It is a bill that hits home for at least two families in this area.
It has been almost 6 months since WSBT first sat down with Chris Clippinger and Traci Winston. The two women had a lot to talk about after their family members were murdered by men who they say should have still been in prison.
"Because as victims we get no reprieve from the life sentence we've been served," said Clippinger on September 5, 2012.
Steven Clippinger is Chris's brother in law. Police say Steven, a convicted felon, took a gun to his brother Matthew's house, and shot Matthew and his wife Lisa while their children were inside the home. It happened in June of 2012. His trial is in April.
And Traci is the sister of Trina Winston. Trina was killed in August 2012 by her husband Tarrrance Lee – a convicted felon. He has sentenced to 65 years in prison for Trina's murder.

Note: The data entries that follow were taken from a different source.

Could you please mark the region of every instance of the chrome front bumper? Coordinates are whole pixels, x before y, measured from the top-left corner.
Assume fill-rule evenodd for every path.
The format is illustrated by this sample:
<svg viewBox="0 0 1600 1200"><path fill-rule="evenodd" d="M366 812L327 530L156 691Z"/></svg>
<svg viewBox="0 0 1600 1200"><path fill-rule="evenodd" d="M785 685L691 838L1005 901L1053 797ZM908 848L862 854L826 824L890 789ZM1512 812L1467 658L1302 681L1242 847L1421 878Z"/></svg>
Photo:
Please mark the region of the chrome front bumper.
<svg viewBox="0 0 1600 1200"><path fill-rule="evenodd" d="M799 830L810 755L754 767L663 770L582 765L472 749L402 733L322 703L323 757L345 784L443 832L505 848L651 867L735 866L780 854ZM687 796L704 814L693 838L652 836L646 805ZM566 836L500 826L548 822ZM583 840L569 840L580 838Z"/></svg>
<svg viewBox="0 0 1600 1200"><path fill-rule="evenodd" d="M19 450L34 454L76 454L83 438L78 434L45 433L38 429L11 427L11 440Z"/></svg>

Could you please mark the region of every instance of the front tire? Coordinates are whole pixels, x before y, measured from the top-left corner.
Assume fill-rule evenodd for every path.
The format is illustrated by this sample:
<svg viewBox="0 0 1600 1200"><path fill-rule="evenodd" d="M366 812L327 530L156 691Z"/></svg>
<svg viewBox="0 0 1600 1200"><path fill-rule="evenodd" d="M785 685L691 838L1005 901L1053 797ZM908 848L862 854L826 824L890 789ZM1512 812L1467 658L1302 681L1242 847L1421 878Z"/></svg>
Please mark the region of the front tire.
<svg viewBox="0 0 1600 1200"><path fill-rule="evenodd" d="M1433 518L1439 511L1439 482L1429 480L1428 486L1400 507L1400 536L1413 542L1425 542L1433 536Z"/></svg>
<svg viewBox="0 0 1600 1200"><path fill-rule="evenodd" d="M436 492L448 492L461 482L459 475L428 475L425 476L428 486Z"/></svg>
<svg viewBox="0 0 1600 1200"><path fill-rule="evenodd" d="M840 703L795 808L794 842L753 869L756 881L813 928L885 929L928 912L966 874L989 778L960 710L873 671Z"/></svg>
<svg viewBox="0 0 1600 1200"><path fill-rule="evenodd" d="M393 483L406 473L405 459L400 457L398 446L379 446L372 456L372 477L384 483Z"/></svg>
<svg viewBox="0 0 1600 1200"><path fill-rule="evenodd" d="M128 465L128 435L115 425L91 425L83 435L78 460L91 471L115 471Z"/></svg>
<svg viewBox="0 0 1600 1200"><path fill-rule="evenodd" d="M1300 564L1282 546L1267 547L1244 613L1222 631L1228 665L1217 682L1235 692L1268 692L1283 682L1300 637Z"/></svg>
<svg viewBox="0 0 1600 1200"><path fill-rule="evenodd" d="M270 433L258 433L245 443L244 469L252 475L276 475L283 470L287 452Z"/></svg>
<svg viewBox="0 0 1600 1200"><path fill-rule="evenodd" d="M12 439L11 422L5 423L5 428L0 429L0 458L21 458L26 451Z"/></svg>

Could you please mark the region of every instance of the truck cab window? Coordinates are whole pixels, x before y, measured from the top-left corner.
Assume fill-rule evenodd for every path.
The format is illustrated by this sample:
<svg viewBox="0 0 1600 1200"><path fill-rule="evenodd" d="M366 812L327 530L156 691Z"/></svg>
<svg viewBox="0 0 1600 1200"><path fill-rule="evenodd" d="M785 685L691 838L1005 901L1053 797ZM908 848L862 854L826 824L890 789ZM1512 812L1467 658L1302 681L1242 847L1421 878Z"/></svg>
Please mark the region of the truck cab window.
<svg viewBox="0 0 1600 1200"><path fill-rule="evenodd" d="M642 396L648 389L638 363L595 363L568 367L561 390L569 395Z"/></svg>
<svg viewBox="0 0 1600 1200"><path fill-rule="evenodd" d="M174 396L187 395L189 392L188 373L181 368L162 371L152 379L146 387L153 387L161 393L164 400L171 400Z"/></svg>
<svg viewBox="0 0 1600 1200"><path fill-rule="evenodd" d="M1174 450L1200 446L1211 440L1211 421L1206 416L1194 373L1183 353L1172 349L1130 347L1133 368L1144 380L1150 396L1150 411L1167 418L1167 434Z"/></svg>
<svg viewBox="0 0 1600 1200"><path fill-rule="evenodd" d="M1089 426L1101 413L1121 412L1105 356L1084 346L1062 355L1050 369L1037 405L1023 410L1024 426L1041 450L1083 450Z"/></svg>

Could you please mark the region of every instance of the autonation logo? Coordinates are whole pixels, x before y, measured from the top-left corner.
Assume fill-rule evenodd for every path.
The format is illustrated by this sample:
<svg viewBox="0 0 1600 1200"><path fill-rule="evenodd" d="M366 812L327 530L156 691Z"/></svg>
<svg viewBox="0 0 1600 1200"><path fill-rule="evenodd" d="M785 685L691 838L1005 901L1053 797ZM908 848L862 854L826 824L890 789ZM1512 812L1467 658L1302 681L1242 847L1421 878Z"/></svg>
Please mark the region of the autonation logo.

Chris and Traci believe the murders never should have happened. That is because both Steven Clippinger and Tarrance Lee were convicted murders who got out of prison early on good behavior.
"The worst of the worst – the people at the top – they're going to serve more time," said Rep. Matt Pierce (D-Bloomington) this week.
"We've also reduced the credit time you can earn for getting a college degree from four years to two," said Rep. Greg Steuerwald (R-Danville), the author of the bill.
According to WSBT's sister station, WISH-TV, the bill part of a comprehensive effort to rewrite sentencing guidelines that would also reduce sentences for some lesser crimes and eliminate prison overcrowding. The emphasis, however, is on keeping sociopaths locked up.